Seit 1981 werden mit der Pfarrer-Georg-Fritze-Gedächtnisgabe zunächst jährlich, seit 2003 alle zwei Jahre, Menschen und Institutionen gewürdigt, die sich für die Opfer von Diktatur, Gewalt und Menschenrechtsverletzungen stark machen oder selbst zu Opfern wurden. Wer Preisträger wird, entscheiden die Teilnehmerinnen und Teilnehmer der Kreissynode Köln-Mitte aufgrund von Vorschlägen zumeist aus den Gemeinden. Untern den Preisträgerinnen und Preisträgern der vergangenen Jahre waren unter anderem der kürzlich verstorbene Schriftsteller Dogan Akhanli, Pfarrer i.R. Chu Yiu-Ming, Menschenrechtsaktivist in Hong Kong und Aktion Sühnezeichen Friedensdienste ASF.

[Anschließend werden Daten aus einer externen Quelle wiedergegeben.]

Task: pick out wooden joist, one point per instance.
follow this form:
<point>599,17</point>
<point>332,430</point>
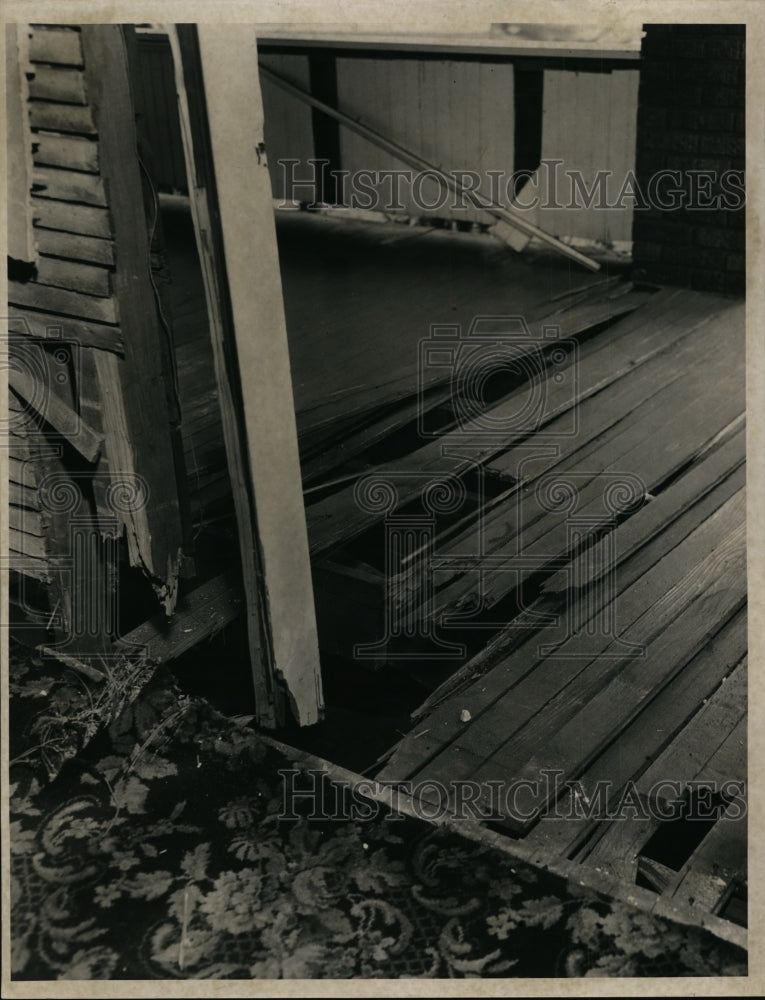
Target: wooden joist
<point>264,468</point>
<point>629,567</point>
<point>134,391</point>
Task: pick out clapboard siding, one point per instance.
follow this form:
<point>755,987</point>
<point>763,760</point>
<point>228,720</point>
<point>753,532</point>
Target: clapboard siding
<point>73,275</point>
<point>62,300</point>
<point>54,326</point>
<point>50,149</point>
<point>85,220</point>
<point>75,247</point>
<point>57,117</point>
<point>68,185</point>
<point>55,83</point>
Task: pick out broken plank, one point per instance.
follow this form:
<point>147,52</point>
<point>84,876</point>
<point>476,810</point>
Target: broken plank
<point>198,616</point>
<point>66,329</point>
<point>60,184</point>
<point>626,572</point>
<point>634,451</point>
<point>340,518</point>
<point>506,700</point>
<point>683,761</point>
<point>573,745</point>
<point>46,298</point>
<point>642,526</point>
<point>57,45</point>
<point>56,83</point>
<point>87,220</point>
<point>718,862</point>
<point>50,149</point>
<point>561,832</point>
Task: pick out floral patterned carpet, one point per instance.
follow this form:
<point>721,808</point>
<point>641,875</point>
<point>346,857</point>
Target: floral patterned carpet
<point>158,852</point>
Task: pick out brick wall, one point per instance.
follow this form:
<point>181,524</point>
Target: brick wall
<point>691,118</point>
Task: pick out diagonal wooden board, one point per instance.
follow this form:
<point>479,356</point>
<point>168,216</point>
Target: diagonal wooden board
<point>510,694</point>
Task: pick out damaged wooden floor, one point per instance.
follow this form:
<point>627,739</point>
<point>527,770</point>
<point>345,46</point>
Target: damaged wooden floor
<point>610,532</point>
<point>637,694</point>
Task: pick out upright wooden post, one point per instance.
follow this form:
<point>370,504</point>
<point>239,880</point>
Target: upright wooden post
<point>222,127</point>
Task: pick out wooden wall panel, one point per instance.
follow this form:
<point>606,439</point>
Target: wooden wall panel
<point>589,122</point>
<point>288,125</point>
<point>456,114</point>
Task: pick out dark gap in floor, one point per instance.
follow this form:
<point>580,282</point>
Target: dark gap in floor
<point>676,839</point>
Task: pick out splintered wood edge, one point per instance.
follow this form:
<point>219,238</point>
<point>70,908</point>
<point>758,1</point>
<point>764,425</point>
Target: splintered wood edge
<point>573,872</point>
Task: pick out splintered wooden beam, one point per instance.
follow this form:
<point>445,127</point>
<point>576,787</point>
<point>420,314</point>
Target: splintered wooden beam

Stichwort: Kirchenkreis Köln-Mitte

Der Evangelische Kirchenkreis Köln-Mitte setzt sich aus den sechs Gemeinden Köln, Riehl, Nippes, Lindenthal, Klettenberg und Deutz/Poll zusammen. In den Gemeinden leben rund 44.000 evangelische Christinnen und Christen. Geleitet wird der Kirchenkreis Köln-Mitte von Superintendentin Susanne Beuth gemeinsam mit dem Kreissynodalvorstand.